During the Asian trading session, the Euro gave back some of its previous gains as investors consider the political fallout in two of the Eurozone’s largest economies, specifically Italy and Spain. The Euro had surged recently to a 14-month peak against its main rival the U.S. Dollar on investors’ belief that the Eurozone economies might finally be improving, but enthusiasm was dampened in the wake of calls for the resignation of Mariano Rajoy, the Spanish Prime Minister, and growing expectations that former Italian Prime Minister Silvio Berlusconi might be put back in power.
As reported at 12:59 p.m. (JST) in Tokyo, the EUR/USD was trading lower, trading at $1.3494, a loss of 0.2% after sliding 0.95% yesterday; just last Friday, the pair struck $1.3711, a fresh 14-month high.

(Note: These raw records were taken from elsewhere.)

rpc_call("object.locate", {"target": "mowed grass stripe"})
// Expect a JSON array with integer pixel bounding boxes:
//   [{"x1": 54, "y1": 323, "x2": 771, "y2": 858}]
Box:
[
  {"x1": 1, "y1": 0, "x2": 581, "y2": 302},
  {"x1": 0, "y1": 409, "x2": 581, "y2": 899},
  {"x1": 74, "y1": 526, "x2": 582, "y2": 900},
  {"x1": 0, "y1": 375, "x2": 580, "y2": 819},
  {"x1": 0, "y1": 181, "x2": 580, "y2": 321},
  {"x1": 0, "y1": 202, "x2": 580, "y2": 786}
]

Despite the current uncertainty, many Euro bulls believe that the dark days of the Euro are essentially over, and expectations are that the Euro, after this correction, will once again resume its uptrend. However, most investors are cautiously optimistic and will wait for the outcome of the upcoming policy meeting of the European Central Bank before placing any more bullish bets. One currency analyst says that the ECB’s recent hawkish stance and a large repayment of the central bank’s emergency loans is leading to some concerns about liquidity, and will be looking to Draghi to take on a less hawkish, more neutral leaning this time around.